Now here’s a legend, presented by Muscle Car of the Week. This street version of Dan Gurney’s All American Racers Trans-Am car is a ‘Cuda of a different color. Blue Fire Metallic to be exact. B5 Blue to the Mopar code-crazy crew. What makes it extra special is it’s the same color inside. You’d think it would be blue-too-much but with the contrasting organisol-coated black hood, it works.
The 290 horse-power (yeah, right) 340 Six-Barrel motor provides the get-along for all AAR ‘Cudas from 1970. Some have said the manufacturers colluded on their Trans-Am car power-ratings as the Ford Boss 302 and the Chevrolet Z/28 302 also had 290 horsepower. Hmm. Two-hundred-ninety net horsepower maybe.
Special fender tags under the hood of the more than 2,700 AAR ‘Cudas built offer clues to their authenticity. Most AARs will have a fender tag that reads ‘Trans Am’ affixed there and it will sit right next to the option code-filled fender tag. On that option code tag will be a date code which indicates the car’s build-date. These cars were “batch-built” meaning a bunch of them were manufactured around the same couple of months of the year. If that date on the AAR you are looking at shows a fall 1969 date or a late spring, early summer 1970 date, chances are you are looking at a bogus AAR. It should be between March 10 and April 17, 1970.

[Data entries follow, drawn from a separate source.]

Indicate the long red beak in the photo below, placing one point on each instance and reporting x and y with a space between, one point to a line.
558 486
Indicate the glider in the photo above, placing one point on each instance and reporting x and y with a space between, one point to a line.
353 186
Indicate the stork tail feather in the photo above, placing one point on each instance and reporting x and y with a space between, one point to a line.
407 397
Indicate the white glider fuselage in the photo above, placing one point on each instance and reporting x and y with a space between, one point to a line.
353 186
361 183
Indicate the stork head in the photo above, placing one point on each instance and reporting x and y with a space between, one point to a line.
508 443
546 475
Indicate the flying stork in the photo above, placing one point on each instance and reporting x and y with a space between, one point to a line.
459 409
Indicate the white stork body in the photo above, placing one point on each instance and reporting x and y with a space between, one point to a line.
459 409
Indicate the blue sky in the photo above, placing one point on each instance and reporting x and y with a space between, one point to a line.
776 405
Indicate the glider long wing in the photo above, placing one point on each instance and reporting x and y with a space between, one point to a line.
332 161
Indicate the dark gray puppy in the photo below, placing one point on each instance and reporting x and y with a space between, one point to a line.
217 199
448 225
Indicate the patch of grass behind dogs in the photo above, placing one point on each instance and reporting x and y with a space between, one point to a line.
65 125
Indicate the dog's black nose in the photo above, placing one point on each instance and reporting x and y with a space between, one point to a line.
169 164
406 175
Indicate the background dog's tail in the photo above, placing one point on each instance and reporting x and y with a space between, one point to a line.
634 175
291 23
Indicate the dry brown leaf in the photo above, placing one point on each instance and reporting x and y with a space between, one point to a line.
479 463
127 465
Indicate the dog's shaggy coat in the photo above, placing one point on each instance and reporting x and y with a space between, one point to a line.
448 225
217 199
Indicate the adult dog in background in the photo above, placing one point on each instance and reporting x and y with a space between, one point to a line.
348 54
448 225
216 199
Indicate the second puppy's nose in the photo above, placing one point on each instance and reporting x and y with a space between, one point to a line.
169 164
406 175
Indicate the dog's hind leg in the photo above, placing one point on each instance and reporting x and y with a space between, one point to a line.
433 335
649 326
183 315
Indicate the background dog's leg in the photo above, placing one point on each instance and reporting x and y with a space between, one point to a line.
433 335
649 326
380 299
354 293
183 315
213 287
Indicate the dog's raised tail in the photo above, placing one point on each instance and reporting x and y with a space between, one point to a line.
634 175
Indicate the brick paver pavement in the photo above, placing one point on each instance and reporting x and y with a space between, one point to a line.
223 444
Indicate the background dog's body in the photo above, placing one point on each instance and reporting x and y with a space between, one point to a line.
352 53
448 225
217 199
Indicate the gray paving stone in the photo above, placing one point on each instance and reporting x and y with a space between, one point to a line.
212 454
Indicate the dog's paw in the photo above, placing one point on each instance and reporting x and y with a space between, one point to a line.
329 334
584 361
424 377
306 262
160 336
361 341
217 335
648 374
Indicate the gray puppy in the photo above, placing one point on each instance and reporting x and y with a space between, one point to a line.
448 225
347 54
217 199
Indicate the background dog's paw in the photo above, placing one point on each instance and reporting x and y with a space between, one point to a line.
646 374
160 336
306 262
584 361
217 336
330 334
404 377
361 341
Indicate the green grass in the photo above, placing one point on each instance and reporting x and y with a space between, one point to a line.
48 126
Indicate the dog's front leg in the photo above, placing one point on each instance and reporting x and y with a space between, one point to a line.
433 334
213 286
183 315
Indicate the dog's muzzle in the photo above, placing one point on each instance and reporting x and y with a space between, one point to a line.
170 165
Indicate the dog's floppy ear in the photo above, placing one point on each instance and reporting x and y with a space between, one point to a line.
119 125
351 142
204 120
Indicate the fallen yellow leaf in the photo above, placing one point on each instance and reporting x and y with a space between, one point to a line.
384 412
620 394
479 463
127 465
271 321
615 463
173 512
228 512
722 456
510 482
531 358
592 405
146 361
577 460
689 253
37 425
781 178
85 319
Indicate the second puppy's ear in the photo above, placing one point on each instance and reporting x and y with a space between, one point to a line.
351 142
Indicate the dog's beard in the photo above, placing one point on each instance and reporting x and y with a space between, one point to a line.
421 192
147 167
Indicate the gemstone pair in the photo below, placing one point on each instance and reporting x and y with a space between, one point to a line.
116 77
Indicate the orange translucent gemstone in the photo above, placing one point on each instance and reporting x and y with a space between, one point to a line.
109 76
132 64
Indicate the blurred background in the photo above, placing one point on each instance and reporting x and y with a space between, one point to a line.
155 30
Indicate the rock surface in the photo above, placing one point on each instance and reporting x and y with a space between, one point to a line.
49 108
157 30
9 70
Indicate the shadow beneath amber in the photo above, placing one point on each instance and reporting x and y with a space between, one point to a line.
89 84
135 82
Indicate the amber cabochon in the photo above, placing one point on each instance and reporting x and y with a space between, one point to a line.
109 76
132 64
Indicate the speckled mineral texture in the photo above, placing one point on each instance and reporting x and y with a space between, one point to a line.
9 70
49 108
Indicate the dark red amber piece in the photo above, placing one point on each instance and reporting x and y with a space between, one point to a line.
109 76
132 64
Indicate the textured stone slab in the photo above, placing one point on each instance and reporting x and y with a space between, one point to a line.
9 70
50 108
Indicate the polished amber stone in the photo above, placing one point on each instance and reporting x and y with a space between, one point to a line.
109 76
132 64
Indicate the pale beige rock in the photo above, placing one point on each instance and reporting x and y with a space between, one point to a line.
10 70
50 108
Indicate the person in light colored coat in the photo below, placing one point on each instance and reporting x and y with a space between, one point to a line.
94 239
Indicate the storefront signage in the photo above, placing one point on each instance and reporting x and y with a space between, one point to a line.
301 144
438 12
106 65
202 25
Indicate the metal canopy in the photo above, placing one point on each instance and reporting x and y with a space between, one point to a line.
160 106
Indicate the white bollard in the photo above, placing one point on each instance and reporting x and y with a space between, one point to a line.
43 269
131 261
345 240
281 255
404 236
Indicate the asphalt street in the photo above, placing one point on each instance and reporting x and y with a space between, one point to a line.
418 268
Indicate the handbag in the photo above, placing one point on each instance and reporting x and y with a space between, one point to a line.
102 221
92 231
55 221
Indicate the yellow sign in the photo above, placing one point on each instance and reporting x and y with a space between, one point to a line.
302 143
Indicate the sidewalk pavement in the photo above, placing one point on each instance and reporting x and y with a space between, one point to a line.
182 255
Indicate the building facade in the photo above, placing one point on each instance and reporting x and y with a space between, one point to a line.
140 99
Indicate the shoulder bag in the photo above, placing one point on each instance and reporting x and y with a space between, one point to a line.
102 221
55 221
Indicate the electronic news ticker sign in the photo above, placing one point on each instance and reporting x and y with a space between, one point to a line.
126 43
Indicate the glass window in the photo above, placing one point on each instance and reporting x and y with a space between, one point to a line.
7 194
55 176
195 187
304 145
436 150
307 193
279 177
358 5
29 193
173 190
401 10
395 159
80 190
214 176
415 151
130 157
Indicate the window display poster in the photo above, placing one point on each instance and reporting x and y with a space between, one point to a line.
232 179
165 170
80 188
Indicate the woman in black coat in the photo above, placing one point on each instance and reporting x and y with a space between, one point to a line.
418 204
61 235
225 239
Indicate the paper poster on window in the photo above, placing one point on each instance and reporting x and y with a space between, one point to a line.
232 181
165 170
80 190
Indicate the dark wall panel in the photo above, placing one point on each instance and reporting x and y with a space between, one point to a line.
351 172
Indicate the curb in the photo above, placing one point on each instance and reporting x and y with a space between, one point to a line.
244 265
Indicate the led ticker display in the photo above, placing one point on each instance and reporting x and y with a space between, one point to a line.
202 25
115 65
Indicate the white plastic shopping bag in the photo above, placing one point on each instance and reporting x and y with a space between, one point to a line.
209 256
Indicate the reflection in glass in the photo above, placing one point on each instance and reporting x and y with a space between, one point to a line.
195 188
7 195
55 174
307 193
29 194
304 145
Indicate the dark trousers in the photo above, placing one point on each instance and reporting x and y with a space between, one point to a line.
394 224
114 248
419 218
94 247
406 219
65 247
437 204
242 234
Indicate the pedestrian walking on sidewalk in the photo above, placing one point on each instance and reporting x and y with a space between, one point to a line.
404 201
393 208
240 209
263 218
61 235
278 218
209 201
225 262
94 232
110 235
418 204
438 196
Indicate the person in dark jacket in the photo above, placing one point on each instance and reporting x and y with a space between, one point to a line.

The person who ordered this example wanted to row their own gears, specifying the New Process 4-speed. That makes this one of the 1,120 manual AARs built. All the better to spin the nubs off those G60-15 Polyglas GTs out out back. With smaller E60s on the front this one had a rake just like Gurney’s racers with the nose sniffing the pavement.
So how much fun is that? Console-shifted 4-speed, blue-blue color combo, cool side-exit exhaust and Trans Am lineage. This could be the perfect Mopar.